「持続可能な光の中に」佐原ひかり×真下みこと『スターゲイザー』刊行記念対談
普通の人たちの悩みを抱きしめて
真下 三章の「愛は不可逆」で、遥歌が自分の美貌について、「顔が綺麗って言われるけど、それってほめ言葉じゃないと思う。この顔はもともとのものだから、おれがどうとかって話じゃない」と言ってるのが衝撃でした。顔が綺麗と言われる人ってそうなの? って。 佐原 小説の中で語られがちなのって、容姿に恵まれていないがゆえの苦しみですよね。でも、容姿に恵まれている人にも、恵まれているがゆえの悩みがあると思うんですよ。それってたぶん人には言えない悩みなんですよね。「顔を褒められても別に嬉しくない」なんて言ったら「はあ?」みたいな空気になるじゃないですか。でも、本人にとっては切実な悩みかもしれない。 実際、アイドル誌で男性アイドルのインタビューを読むと、「顔がいいって褒めてもらえるんだけどね(笑)」って、ちょっと自虐的に言っている子がいるんですよ。顔がピカイチにいい子が。たしかにその子は踊りとか歌とかが顔に追いついてないって感じだったので、コンプレックスを感じているだろうし、周りからやっかまれることもあるのかも。そこは言語化しておくべきところだなと思いました。 ――大丈夫そうに見えても悩んでいる部分がきっとあるみたいなのは、真下さんの新刊『かごいっぱいに詰め込んで』のテーマにも通じるところがありますね。 佐原 『かごいっぱいに詰め込んで』を読んで、「真下さん、マジですごいことやっている」と思ったんですよ。
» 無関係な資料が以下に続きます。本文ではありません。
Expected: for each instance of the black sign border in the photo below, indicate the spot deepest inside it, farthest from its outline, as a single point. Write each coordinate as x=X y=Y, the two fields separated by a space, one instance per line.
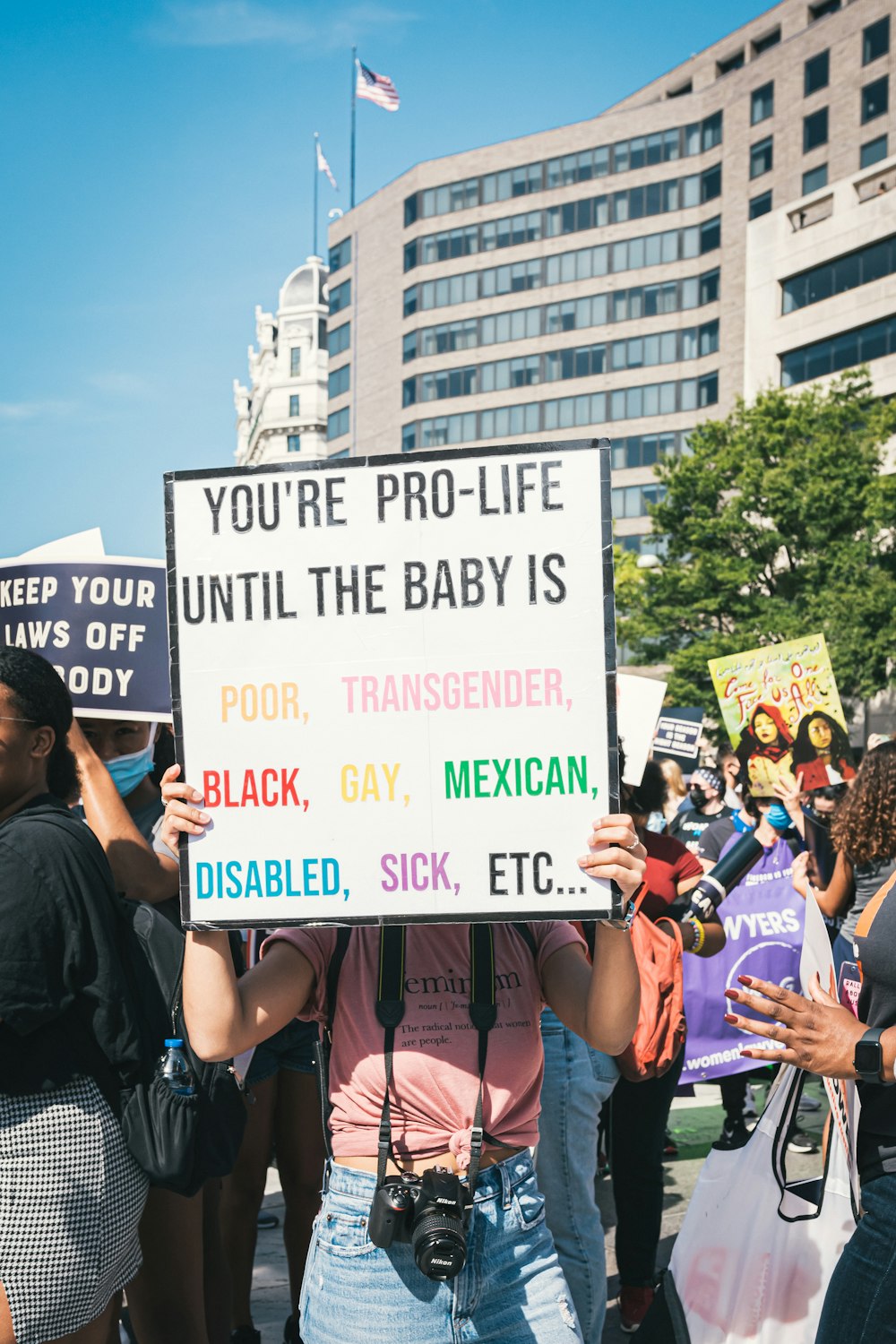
x=381 y=460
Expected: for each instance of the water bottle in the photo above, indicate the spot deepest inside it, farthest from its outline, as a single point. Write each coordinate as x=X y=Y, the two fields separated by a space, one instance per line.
x=175 y=1070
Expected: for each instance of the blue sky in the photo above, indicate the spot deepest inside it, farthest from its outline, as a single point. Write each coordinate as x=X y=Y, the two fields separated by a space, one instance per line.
x=158 y=183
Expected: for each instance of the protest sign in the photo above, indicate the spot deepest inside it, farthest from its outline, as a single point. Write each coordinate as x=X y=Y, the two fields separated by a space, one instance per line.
x=780 y=709
x=677 y=737
x=102 y=625
x=394 y=685
x=763 y=922
x=638 y=702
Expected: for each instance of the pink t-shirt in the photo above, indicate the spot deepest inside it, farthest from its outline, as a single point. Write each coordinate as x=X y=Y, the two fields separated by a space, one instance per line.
x=435 y=1072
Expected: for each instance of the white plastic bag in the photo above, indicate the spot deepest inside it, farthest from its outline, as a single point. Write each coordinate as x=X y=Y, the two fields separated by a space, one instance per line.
x=754 y=1257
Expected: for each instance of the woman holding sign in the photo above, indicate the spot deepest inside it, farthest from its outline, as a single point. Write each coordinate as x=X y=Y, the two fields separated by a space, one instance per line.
x=70 y=1193
x=446 y=1113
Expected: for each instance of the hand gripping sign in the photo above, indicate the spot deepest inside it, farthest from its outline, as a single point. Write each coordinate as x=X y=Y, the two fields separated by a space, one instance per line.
x=102 y=625
x=394 y=685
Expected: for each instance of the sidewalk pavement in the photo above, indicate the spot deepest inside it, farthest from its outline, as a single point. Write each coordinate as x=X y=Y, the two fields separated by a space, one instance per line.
x=694 y=1123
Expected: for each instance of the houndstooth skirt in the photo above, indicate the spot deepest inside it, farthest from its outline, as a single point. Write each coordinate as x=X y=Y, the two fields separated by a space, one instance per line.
x=70 y=1202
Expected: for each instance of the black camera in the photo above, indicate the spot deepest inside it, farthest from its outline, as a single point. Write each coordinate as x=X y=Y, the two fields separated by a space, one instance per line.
x=429 y=1212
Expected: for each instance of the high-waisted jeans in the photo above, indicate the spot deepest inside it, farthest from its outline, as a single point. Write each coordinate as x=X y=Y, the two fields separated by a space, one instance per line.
x=576 y=1083
x=511 y=1290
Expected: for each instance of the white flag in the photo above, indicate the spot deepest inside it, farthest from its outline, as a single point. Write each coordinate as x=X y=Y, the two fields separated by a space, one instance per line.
x=324 y=167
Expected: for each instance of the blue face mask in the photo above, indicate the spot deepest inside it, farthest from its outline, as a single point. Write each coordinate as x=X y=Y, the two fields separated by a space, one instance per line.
x=131 y=771
x=780 y=817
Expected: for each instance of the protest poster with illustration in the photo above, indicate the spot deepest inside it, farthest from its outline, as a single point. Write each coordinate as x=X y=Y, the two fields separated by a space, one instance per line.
x=782 y=711
x=394 y=683
x=763 y=921
x=677 y=737
x=101 y=623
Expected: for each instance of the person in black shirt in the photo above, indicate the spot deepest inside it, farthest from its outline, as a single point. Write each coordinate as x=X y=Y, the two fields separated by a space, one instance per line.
x=705 y=790
x=70 y=1193
x=825 y=1038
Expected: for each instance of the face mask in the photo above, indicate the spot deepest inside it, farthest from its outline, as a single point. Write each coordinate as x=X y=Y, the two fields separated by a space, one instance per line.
x=780 y=816
x=129 y=771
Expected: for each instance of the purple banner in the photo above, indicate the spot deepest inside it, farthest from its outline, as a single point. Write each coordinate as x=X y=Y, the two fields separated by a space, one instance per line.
x=763 y=921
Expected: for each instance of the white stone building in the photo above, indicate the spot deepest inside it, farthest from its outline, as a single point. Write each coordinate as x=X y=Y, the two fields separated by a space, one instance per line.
x=284 y=409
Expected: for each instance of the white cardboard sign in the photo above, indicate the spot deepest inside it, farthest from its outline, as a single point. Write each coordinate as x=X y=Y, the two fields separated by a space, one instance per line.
x=394 y=685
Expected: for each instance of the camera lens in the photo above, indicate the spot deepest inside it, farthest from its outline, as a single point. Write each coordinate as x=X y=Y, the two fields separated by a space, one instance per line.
x=440 y=1246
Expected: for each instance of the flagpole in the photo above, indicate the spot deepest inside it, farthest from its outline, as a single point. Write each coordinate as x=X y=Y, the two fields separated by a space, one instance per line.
x=351 y=188
x=316 y=177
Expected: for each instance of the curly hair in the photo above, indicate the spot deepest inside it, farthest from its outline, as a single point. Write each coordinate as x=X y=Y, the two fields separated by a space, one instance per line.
x=40 y=696
x=864 y=825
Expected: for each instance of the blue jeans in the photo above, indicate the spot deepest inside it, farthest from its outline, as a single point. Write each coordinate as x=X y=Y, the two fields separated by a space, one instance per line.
x=576 y=1083
x=860 y=1304
x=511 y=1289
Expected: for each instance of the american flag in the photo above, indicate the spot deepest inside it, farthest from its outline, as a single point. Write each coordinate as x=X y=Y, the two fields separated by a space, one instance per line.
x=379 y=89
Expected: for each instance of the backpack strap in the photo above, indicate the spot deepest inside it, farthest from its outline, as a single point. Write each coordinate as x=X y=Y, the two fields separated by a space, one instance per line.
x=324 y=1042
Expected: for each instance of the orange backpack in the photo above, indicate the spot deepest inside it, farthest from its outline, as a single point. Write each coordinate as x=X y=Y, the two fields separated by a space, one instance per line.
x=661 y=1021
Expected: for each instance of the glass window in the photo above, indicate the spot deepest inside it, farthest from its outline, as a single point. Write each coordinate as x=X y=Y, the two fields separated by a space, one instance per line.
x=761 y=204
x=872 y=152
x=874 y=99
x=762 y=104
x=338 y=339
x=770 y=39
x=340 y=254
x=711 y=134
x=729 y=64
x=814 y=179
x=815 y=73
x=761 y=158
x=876 y=40
x=338 y=424
x=815 y=129
x=823 y=7
x=340 y=297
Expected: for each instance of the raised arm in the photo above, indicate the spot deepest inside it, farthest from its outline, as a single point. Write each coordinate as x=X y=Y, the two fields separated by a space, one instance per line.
x=137 y=871
x=226 y=1015
x=600 y=1003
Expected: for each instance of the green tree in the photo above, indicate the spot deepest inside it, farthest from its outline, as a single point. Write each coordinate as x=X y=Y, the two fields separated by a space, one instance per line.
x=780 y=523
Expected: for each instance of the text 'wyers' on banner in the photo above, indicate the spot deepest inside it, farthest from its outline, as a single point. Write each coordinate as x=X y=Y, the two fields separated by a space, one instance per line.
x=394 y=685
x=102 y=625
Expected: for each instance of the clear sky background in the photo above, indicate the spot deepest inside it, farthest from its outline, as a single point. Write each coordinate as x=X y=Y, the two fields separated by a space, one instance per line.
x=158 y=172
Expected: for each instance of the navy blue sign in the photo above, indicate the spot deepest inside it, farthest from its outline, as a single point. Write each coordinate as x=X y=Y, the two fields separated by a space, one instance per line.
x=677 y=736
x=104 y=626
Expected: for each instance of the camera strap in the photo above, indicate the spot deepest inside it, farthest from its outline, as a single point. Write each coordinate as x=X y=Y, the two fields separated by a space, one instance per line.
x=390 y=1011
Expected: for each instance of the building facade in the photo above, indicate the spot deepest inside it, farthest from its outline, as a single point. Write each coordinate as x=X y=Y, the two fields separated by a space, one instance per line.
x=624 y=276
x=282 y=411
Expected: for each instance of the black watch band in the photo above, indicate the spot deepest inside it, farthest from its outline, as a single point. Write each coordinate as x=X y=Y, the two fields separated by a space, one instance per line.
x=868 y=1059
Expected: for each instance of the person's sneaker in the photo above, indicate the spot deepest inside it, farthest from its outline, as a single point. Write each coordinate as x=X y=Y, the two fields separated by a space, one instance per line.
x=634 y=1304
x=801 y=1142
x=732 y=1136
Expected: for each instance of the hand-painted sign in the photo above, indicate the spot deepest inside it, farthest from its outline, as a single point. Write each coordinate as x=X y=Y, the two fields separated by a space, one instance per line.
x=394 y=685
x=783 y=714
x=102 y=625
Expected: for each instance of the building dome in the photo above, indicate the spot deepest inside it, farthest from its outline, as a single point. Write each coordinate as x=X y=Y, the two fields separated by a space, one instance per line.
x=304 y=287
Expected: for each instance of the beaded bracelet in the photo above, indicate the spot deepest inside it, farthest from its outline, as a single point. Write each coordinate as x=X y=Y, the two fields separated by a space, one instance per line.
x=699 y=933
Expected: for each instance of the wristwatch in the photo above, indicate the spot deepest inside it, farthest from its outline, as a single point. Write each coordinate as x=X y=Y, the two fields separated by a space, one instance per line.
x=868 y=1059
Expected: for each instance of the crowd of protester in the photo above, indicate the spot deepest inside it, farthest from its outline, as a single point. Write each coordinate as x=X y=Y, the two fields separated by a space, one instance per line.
x=91 y=814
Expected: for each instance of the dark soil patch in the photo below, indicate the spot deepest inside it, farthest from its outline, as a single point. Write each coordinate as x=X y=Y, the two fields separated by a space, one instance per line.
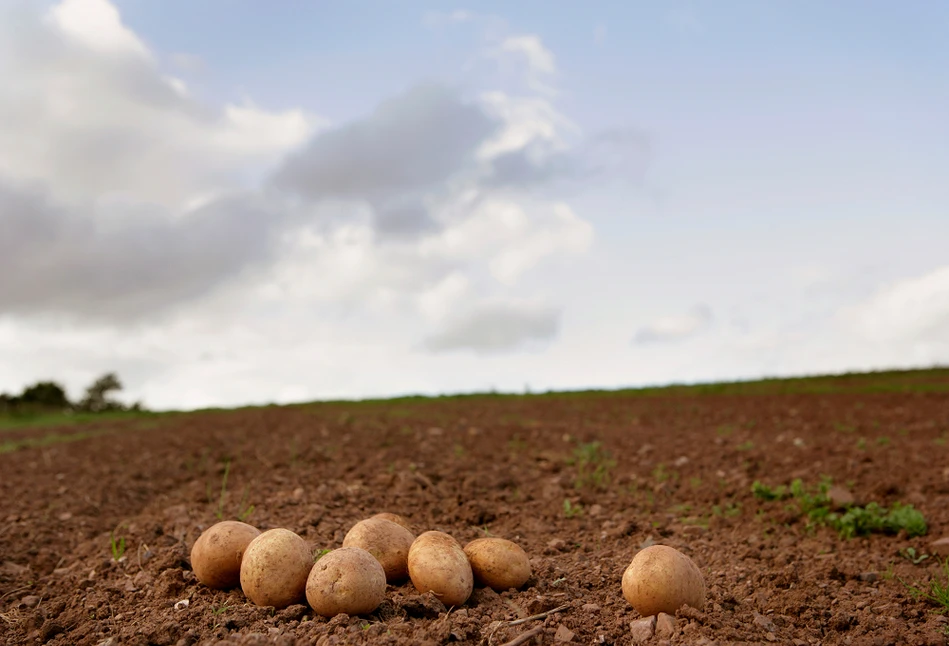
x=683 y=471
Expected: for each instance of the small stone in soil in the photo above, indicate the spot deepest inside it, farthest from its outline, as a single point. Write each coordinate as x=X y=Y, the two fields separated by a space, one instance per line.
x=839 y=496
x=940 y=547
x=423 y=605
x=642 y=630
x=764 y=622
x=563 y=634
x=665 y=626
x=29 y=601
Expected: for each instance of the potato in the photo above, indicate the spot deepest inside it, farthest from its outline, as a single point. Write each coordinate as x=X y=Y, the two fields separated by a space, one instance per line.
x=498 y=563
x=438 y=564
x=386 y=541
x=275 y=568
x=216 y=555
x=348 y=580
x=663 y=579
x=398 y=520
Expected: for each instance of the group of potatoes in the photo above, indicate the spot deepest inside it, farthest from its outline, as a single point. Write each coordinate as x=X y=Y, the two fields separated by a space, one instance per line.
x=276 y=567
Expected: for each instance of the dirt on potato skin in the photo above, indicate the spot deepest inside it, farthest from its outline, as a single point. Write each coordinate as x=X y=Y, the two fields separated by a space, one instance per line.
x=475 y=467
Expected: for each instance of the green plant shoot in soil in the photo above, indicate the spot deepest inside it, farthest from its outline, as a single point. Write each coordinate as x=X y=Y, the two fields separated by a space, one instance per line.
x=816 y=505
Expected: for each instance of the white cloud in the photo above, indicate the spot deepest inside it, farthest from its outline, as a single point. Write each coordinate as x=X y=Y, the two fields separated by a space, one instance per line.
x=677 y=327
x=86 y=109
x=96 y=24
x=528 y=52
x=493 y=327
x=186 y=244
x=912 y=310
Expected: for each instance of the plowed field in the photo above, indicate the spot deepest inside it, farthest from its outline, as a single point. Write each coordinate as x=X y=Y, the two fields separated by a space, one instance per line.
x=96 y=532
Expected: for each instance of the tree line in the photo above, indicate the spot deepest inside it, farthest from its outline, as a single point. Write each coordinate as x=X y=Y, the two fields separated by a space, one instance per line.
x=50 y=397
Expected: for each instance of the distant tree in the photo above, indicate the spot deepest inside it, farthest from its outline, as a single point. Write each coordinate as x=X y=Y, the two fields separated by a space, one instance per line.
x=45 y=395
x=97 y=398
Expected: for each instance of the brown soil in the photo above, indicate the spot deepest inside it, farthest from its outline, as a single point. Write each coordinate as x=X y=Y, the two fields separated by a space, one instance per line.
x=683 y=475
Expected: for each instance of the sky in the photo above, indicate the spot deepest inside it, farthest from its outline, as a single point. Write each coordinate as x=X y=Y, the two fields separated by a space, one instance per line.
x=243 y=202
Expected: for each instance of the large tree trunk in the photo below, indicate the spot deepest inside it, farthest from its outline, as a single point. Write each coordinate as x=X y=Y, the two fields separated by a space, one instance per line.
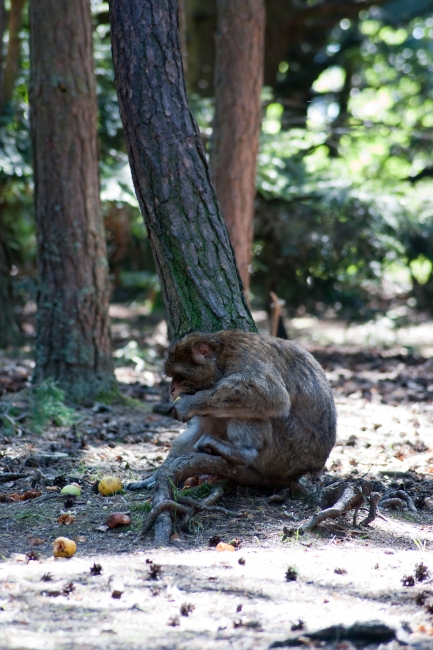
x=73 y=339
x=238 y=82
x=190 y=243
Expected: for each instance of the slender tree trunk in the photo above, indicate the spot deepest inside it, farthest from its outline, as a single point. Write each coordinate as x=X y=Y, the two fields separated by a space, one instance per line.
x=13 y=53
x=2 y=31
x=73 y=338
x=190 y=243
x=10 y=333
x=238 y=83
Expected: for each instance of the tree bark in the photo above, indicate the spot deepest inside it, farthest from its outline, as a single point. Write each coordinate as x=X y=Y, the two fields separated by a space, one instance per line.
x=73 y=344
x=13 y=54
x=190 y=243
x=10 y=333
x=238 y=83
x=2 y=30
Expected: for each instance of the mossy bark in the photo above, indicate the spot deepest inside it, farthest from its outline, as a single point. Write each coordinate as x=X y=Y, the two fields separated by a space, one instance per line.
x=194 y=258
x=73 y=344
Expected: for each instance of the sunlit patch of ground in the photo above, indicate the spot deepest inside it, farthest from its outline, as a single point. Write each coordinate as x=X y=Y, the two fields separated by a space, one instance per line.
x=384 y=397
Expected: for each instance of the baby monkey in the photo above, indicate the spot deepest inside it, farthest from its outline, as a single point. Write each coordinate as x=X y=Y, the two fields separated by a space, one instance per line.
x=257 y=401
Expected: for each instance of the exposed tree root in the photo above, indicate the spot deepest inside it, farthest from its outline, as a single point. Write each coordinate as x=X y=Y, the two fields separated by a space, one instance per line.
x=176 y=472
x=339 y=498
x=372 y=514
x=396 y=498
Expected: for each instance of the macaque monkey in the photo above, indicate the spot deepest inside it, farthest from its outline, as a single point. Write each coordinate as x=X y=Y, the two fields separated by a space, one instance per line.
x=256 y=401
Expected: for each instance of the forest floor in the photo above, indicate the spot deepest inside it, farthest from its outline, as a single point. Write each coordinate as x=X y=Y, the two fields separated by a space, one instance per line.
x=190 y=596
何がすごいかというと、ここに出てくる人たちって、本当に普通の人たちなんです。私の場合は特殊な人たちが、その特異性に対して悩んでいる話を書きがちなんですけど、真下さんは『かごいっぱいに詰め込んで』でごく普通の市井の人たちの悩みを描いている。誰でも身に覚えがある、ふだん見落としてしまっている悩み。それってかなり難しいことだと思います。 例えば第一話の「おしゃべりなレジ係」。主人公の美奈子が専業主婦を二十年やってから就職活動を始めるんですが、なかなかうまくいかない。そういえば、うちの母親も定年退職を迎えて、もうちょっと働きたいからってハローワークに行ったんですけど、なかなか採用されなくて悩んでいたことを思い出しました。 第四話の「なわとびの入り方」は妊活の話。私の友人にも、主人公の咲希のように、周りに追いつかなきゃみたいな感じで悩んでいる人がいて、どんな言葉をかけたらいいか分からなかったことを思い出しました。そういう自分の身近にいる人たちの悩みをちゃんとすくい上げて、抱きしめていると思いましたね。